The fact that Kazakhstan intends to fight the crisis by using pension money and exchange gain from the carried out devaluation among other means, the president Nursultan Nazarbayev announced during the enlarged session of the government held on February 10 this year. Having emphasised necessity of paying special attention to further diversification of economy through state industrialization programs and Nurly Zhol, as well as through implementation of priority projects of agro-industrial complex and support of small and medium business, he listed specific areas, amounts and sources of financing
Except for funds of the National Fund, the Unified Saving Pension Fund and the reserves of the government, Kazakhstan’s authorities expect to have a support from international financial institutions (IFI). Thus, according to the Ministry of National Economy for completing works at the Astana – Pavlodar motor road 52 billion tenge of government secured loans will be raised in 2016 and 153.1 billion tenge in 2017–2018. In order to increase lending to small and medium business in 2016 lines of credit from the World bank, the Asian Development Bank and the European Bank of Reconstruction and Development in the amount of 65 billion tenge will be raised.
Some industrial projects of the State Program for Industrial and Innovative Development will also be implemented thanks to borrowing. For example, 10 billion tenge government secured loans will be used to continue works on 500 kV overhead line Shulbinsk hydroelectric power plant – Aktogay – Taldykorgan – Almaty. For implementation of the “Integrated Gas and Chemical Complex, phase 1” project in 2016–2018 556.7 billion tenge of secured loans will be raised.
Despite external shocks situation in social sphere remains rather stable: during 11 months of the previous year nominal population income increased by 7.6%, and real one by 1.5%. Thereat average monthly nominal wage is 126.5 thousand tenge, it increased by 5% in nominal terms and decreased by 1.5% in real terms. Unemployment rate is 5%.
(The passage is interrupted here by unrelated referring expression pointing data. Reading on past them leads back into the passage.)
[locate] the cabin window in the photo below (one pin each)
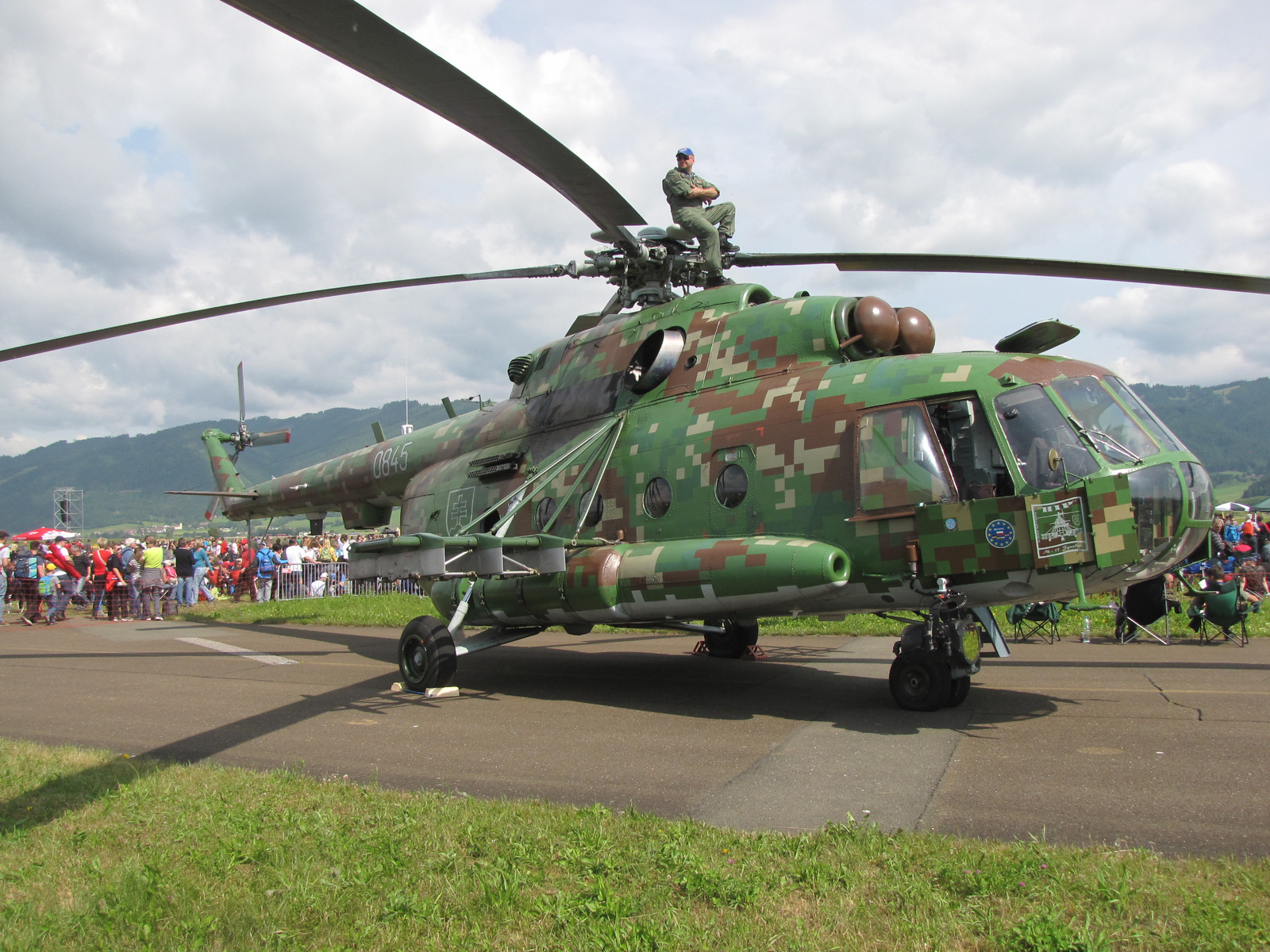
(543, 513)
(657, 498)
(732, 486)
(596, 513)
(978, 467)
(1034, 427)
(1105, 422)
(901, 463)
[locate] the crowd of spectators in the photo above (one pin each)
(1238, 546)
(145, 579)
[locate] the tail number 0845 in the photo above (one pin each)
(389, 463)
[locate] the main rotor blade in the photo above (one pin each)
(42, 347)
(1037, 267)
(348, 32)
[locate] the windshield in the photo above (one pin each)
(1106, 423)
(899, 461)
(1199, 488)
(1034, 427)
(1157, 429)
(1157, 505)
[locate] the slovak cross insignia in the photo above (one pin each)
(1000, 533)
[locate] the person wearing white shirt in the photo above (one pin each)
(4, 566)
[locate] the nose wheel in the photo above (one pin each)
(922, 681)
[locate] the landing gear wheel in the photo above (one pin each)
(921, 681)
(425, 654)
(733, 640)
(959, 692)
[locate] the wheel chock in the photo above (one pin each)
(429, 693)
(752, 651)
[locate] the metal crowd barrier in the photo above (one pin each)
(328, 581)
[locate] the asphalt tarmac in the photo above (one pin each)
(1133, 746)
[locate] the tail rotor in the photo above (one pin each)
(244, 438)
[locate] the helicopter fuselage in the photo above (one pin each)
(774, 467)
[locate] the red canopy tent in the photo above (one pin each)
(42, 535)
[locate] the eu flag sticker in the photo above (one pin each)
(1000, 533)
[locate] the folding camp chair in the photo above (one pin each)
(1039, 619)
(1218, 612)
(1141, 607)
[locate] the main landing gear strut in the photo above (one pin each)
(933, 660)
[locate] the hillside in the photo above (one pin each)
(1218, 423)
(124, 478)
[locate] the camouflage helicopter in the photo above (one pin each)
(695, 459)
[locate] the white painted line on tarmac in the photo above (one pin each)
(241, 651)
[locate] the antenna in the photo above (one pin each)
(406, 352)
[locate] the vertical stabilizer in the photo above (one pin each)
(226, 475)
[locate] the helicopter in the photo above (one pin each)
(694, 459)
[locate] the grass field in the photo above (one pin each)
(114, 854)
(395, 609)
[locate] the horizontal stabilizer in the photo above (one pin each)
(211, 493)
(271, 438)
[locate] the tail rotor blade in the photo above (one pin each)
(271, 440)
(241, 399)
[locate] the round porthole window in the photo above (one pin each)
(657, 498)
(544, 512)
(732, 486)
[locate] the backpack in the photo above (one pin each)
(264, 564)
(25, 566)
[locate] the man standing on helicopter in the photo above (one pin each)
(691, 207)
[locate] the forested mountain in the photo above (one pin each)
(124, 478)
(1221, 424)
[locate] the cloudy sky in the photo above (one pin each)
(165, 155)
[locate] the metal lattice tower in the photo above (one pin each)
(69, 509)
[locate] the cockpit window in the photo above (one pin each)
(1199, 488)
(899, 461)
(1157, 507)
(978, 469)
(1034, 427)
(1106, 424)
(1157, 429)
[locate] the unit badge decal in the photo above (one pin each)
(1000, 533)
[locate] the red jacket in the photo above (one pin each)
(60, 558)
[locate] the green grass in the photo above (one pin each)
(1231, 486)
(394, 611)
(114, 854)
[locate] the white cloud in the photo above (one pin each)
(158, 158)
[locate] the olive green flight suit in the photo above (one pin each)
(690, 213)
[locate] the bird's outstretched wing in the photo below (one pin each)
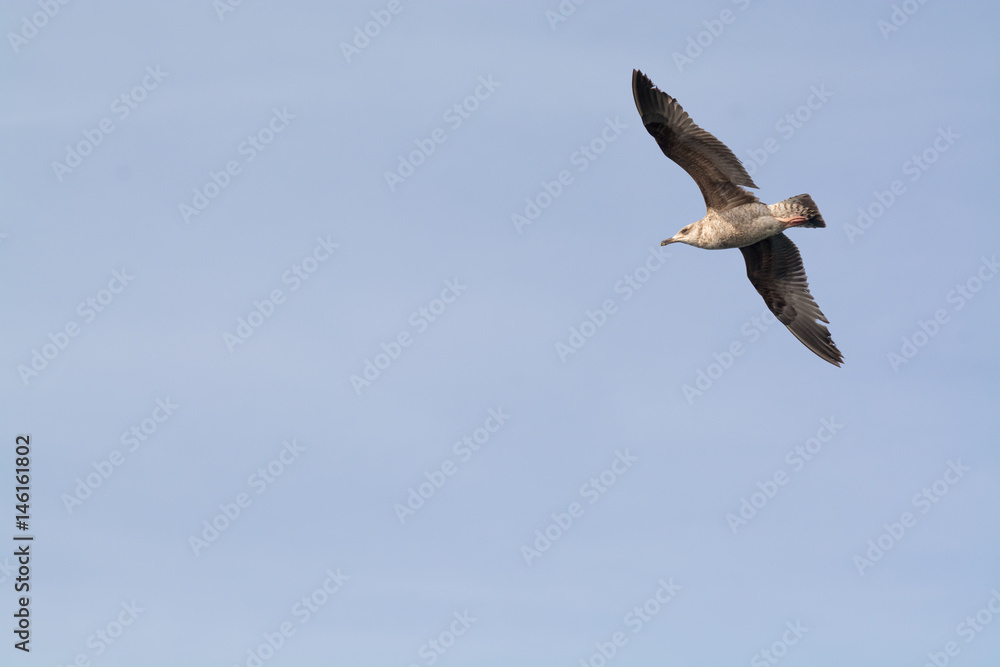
(774, 266)
(718, 173)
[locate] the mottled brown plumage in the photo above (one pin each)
(737, 219)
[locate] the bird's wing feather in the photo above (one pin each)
(774, 266)
(718, 173)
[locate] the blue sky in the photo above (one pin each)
(288, 309)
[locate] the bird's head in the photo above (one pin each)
(687, 235)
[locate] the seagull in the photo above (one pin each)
(737, 219)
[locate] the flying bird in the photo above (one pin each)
(737, 219)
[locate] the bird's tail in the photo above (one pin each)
(799, 205)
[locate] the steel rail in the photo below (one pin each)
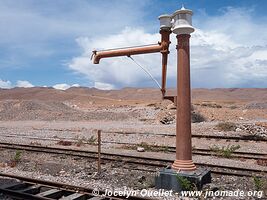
(196, 151)
(156, 162)
(217, 137)
(57, 185)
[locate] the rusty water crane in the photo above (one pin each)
(179, 23)
(162, 47)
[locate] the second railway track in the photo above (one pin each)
(133, 159)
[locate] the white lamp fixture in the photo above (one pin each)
(182, 21)
(165, 22)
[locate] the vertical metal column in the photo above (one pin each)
(183, 160)
(165, 42)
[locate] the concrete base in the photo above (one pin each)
(170, 179)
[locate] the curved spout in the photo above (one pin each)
(97, 55)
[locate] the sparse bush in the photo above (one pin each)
(197, 117)
(233, 107)
(225, 152)
(92, 140)
(226, 126)
(211, 105)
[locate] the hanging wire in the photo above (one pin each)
(145, 71)
(127, 47)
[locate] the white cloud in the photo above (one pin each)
(229, 50)
(104, 86)
(64, 86)
(5, 84)
(25, 84)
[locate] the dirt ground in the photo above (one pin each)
(45, 116)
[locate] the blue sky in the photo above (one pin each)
(48, 43)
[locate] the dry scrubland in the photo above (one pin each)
(45, 116)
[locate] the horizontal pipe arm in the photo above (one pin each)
(126, 52)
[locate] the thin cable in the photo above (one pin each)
(127, 47)
(146, 72)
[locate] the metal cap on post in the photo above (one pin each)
(182, 21)
(165, 22)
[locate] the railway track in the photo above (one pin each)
(246, 138)
(134, 159)
(196, 151)
(34, 189)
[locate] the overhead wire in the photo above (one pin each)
(146, 71)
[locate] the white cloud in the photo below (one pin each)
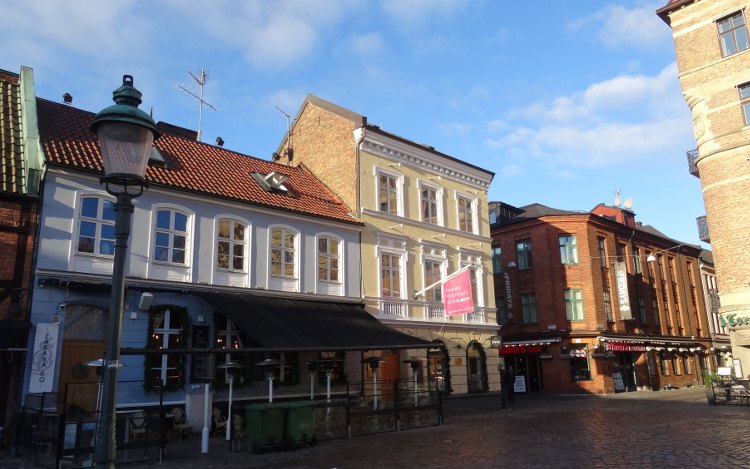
(616, 121)
(368, 44)
(617, 26)
(456, 129)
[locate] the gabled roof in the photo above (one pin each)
(360, 120)
(190, 166)
(11, 135)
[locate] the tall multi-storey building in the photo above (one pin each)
(596, 302)
(425, 217)
(19, 183)
(713, 57)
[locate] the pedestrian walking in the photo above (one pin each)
(509, 380)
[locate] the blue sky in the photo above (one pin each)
(567, 101)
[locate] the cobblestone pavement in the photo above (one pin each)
(664, 429)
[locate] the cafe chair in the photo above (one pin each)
(137, 426)
(220, 421)
(180, 423)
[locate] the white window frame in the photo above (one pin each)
(476, 266)
(98, 221)
(440, 220)
(167, 330)
(329, 286)
(171, 232)
(569, 250)
(295, 251)
(392, 247)
(399, 191)
(473, 205)
(232, 243)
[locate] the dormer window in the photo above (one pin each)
(155, 158)
(271, 182)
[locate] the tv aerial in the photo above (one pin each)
(201, 81)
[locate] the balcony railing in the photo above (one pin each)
(703, 229)
(431, 311)
(692, 167)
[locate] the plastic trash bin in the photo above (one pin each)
(299, 427)
(265, 426)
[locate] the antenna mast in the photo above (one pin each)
(289, 146)
(201, 80)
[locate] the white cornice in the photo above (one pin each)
(425, 160)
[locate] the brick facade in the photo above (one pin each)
(611, 344)
(710, 84)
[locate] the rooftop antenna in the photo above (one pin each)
(289, 148)
(201, 80)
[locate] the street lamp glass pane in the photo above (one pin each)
(125, 148)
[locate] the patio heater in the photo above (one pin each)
(230, 368)
(268, 365)
(415, 363)
(312, 365)
(374, 363)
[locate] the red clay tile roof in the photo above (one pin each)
(190, 166)
(11, 138)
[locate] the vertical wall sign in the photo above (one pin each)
(623, 296)
(44, 358)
Due to reduction of internal demand and reduction of oil and metal prices external turnover of Kazakhstan for 11 months of the year 2015 reduced by 36.8% and amounted to $70.6 billion, including export reduction by 42.4% (to $42.8 billion), and import reduction by 25.7% (to $27.9 billion). Consequently, export surplus reduced by 40.6% – to $14.9 billon. International reserves of the country as of January 1, 2016 amounted to $91.6 billion, having reduced by 10.6%, including reduction of assets of the National Fund by 13.3% (to $63.5 billion) and reduction of gold-value assets of the National Bank by 3.9% (to $28.1 billion).
It remains to be added that the anti-crisis plan shall ensure economic and social stability in the country for the next three years. Meanwhile based on forecasts of the World Bank during that time growth rate of our economy will remain low. Weak internal demand will limit growth in industry and services. GDP growth in 2016 will be 1.1%, and in 2017–2018 it will be 3.3% and 3.4% correspondingly. Analytics of the World Bank believe that start of oil production at the Kashagan offshore field, stabilization of oil prices and recovery of Russia’s economy can affect positively the economy of Kazakhstan.